Little is known about the factors governing local aggressive behavior, recurrence rate, and metastatic potential of conventional giant cell tumors. DNA ploidy measurements show that a high proportion of these lesions are aneuploid. This does not correlate with the clinical behavior of the lesion and cannot be used as a reliable factor for predicting recurrence or pulmonary metastases.53,95,97 A majority of giant cell tumors show random or clonal chromosomal aberrations, with telomeric fusion being the most striking abnormality.12,99 It has been suggested that this unique chromosomal aberration may correlate with aggressive local behavior, a high recurrence rate, or the metastatic potential of a conventional giant cell tumor.12 This observation is based on analysis of a limited number of cases, and its true clinical value remains to be elucidated. Allelic losses of 1p, 9q, and 19q are frequent in giant cell tumors but do not correlate with local recurrence or metastatic potential.83 In contrast, loss of genetic material on 17p in proximity to the p53 locus and on 9p appear to correlate with the metastatic potential of giant cell tumors.83 This observation is in concert with the identification of TP53 mutations and deletions that parallel the malignant transformation of giant cell tumors.76,77,92 The pathways that may play a role in the aggressive behavior of giant cell tumors include the upregulation of p53 signaling, osteoclast differentiation, and Wnt signaling.

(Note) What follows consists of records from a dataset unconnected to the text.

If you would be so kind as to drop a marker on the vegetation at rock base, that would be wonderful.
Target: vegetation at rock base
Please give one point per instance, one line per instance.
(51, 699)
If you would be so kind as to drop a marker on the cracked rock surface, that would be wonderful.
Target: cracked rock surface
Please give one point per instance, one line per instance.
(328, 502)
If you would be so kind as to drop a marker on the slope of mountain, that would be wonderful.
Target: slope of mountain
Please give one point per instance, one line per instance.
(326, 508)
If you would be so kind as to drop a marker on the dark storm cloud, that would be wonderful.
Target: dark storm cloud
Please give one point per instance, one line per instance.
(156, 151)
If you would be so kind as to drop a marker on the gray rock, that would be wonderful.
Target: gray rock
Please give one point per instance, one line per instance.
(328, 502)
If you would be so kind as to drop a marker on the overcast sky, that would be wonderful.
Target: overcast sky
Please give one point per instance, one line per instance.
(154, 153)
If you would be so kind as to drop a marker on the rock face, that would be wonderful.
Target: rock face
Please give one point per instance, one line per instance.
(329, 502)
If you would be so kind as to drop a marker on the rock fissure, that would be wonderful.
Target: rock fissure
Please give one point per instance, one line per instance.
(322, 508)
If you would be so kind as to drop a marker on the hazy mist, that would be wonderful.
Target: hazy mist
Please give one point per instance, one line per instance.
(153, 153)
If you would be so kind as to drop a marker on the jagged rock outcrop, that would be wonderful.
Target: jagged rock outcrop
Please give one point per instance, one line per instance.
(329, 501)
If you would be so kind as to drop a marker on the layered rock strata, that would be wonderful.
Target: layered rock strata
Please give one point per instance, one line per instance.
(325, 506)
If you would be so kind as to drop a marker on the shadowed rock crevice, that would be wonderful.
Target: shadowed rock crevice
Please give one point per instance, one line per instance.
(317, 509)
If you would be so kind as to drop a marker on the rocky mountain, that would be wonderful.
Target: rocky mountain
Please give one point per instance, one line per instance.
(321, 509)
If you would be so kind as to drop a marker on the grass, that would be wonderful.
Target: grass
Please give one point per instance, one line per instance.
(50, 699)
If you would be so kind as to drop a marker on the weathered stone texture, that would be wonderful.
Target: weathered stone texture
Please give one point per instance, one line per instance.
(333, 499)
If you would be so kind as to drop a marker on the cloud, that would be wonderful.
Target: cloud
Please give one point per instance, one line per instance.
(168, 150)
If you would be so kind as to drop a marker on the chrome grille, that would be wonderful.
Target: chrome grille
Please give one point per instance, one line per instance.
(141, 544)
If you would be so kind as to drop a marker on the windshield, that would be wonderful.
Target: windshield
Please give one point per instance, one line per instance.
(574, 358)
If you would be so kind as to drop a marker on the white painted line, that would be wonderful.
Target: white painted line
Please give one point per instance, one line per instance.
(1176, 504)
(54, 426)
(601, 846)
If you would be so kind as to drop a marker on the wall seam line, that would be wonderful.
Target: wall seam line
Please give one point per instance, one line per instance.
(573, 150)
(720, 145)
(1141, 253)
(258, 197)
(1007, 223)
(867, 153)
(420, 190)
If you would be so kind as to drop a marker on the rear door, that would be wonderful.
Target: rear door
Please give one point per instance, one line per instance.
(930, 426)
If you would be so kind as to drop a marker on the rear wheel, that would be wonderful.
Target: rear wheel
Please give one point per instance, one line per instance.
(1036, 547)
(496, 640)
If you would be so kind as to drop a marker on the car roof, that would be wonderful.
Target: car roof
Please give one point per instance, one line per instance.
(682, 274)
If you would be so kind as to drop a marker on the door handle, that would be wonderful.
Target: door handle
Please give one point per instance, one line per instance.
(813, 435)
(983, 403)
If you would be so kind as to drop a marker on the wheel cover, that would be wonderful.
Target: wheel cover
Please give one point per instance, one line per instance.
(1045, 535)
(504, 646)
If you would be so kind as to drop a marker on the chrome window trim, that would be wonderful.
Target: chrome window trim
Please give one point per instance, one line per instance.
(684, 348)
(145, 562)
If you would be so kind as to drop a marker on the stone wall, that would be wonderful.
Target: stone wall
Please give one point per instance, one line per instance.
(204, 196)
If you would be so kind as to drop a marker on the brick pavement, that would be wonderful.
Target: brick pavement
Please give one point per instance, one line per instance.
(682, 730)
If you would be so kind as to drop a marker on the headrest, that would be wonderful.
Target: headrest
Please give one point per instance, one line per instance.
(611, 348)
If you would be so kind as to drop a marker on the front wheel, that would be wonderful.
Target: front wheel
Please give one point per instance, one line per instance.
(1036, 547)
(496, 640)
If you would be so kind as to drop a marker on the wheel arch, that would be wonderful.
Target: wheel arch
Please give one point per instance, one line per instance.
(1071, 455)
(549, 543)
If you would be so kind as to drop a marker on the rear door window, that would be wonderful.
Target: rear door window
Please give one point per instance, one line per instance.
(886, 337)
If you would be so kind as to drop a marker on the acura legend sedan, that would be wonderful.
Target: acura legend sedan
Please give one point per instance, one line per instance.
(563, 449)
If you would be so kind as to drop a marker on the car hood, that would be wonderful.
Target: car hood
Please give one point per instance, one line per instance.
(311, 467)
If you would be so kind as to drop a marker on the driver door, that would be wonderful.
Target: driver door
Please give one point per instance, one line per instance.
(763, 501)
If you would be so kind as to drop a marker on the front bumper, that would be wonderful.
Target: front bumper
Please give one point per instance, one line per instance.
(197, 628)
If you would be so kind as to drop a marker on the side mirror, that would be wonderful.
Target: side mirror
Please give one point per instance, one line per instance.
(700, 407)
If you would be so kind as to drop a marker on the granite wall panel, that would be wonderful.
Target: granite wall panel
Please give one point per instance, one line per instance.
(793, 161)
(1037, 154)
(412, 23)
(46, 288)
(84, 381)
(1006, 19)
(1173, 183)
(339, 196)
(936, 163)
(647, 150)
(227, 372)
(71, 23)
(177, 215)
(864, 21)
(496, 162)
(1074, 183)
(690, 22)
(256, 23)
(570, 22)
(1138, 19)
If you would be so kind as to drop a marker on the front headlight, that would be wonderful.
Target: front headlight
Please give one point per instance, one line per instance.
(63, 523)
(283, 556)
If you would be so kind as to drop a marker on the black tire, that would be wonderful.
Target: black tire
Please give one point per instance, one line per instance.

Among these pathways the upregulation of IGF1, MDM2, STAT1, and RAC1 appear to be most significantly associated with a recurrence, while genomic amplifications involving CCND1 and MET were found in association with malignant transformation.18,91 Similar to many other tumors, giant cell tumor of bone, both primary and metastatic, may ectopically upregulate beta-human chorionic gonadotropin.55
Giant cell lesions in bone are the most frequently encountered diagnostic problems in consultation material. The ubiquitous distribution of multinucleated giant cells of osteoclastic type accounts for this morphologic overlap and for difficulties in segregating true giant cell tumors from unrelated giant cell–containing lesions. The key to distinguishing these lesions is in the unswerving adherence to clinicoradiologic correlation to arrive at a diagnosis.
Generally, a diagnosis of giant cell tumor is suggested by the presence of a radiolucent lesion in the end of a long bone or an equivalent epiphyseal site in a skeletally mature individual. Other common locations include the sacrum and “epiphyseoid” bones, such as the carpal and tarsal bones and the patella. The true giant cell tumor, for practical purposes, does not arise in the craniofacial skeleton, and it very rarely develops in nonepiphyseal locations. The short tubular bones of the hands and feet present a particular problem because of the morphologic overlap with giant cell reparative granuloma, which has a predilection for this skeletal site. In this situation, attention to the specific site of involvement with respect to epiphyseal location and skeletal maturity is particularly important. Perhaps the most important problem in histologic recognition of true giant cell tumor is created by the tendency for this tumor to undergo fibrohistiocytic reactive changes that can simulate benign or malignant primary tumors of fibrohistiocytic origin. Such changes can largely or even completely obscure the classic histologic appearance of giant cell tumor. It is this tendency that has led to the misapplication of the term benign or malignant fibrous histiocytoma of bone to some examples of altered giant cell tumor. Strict adherence to the use of clinicoradiologic correlation and thorough sampling of the tumor tissue avoid most of these errors in diagnosis.
Another question that frequently arises is the extent to which the aggressiveness of a giant cell tumor can be predicted on the basis of histologic criteria. Whether to assign numeric grades or to use adjectival modifiers in designating local aggressiveness or metastasizing potential has been debated extensively. Our experience indicates that the use of such devices is without merit, except to designate giant cell tumor as conventional or malignant (either primary or secondary) on the basis of the presence or absence of frankly sarcomatous features.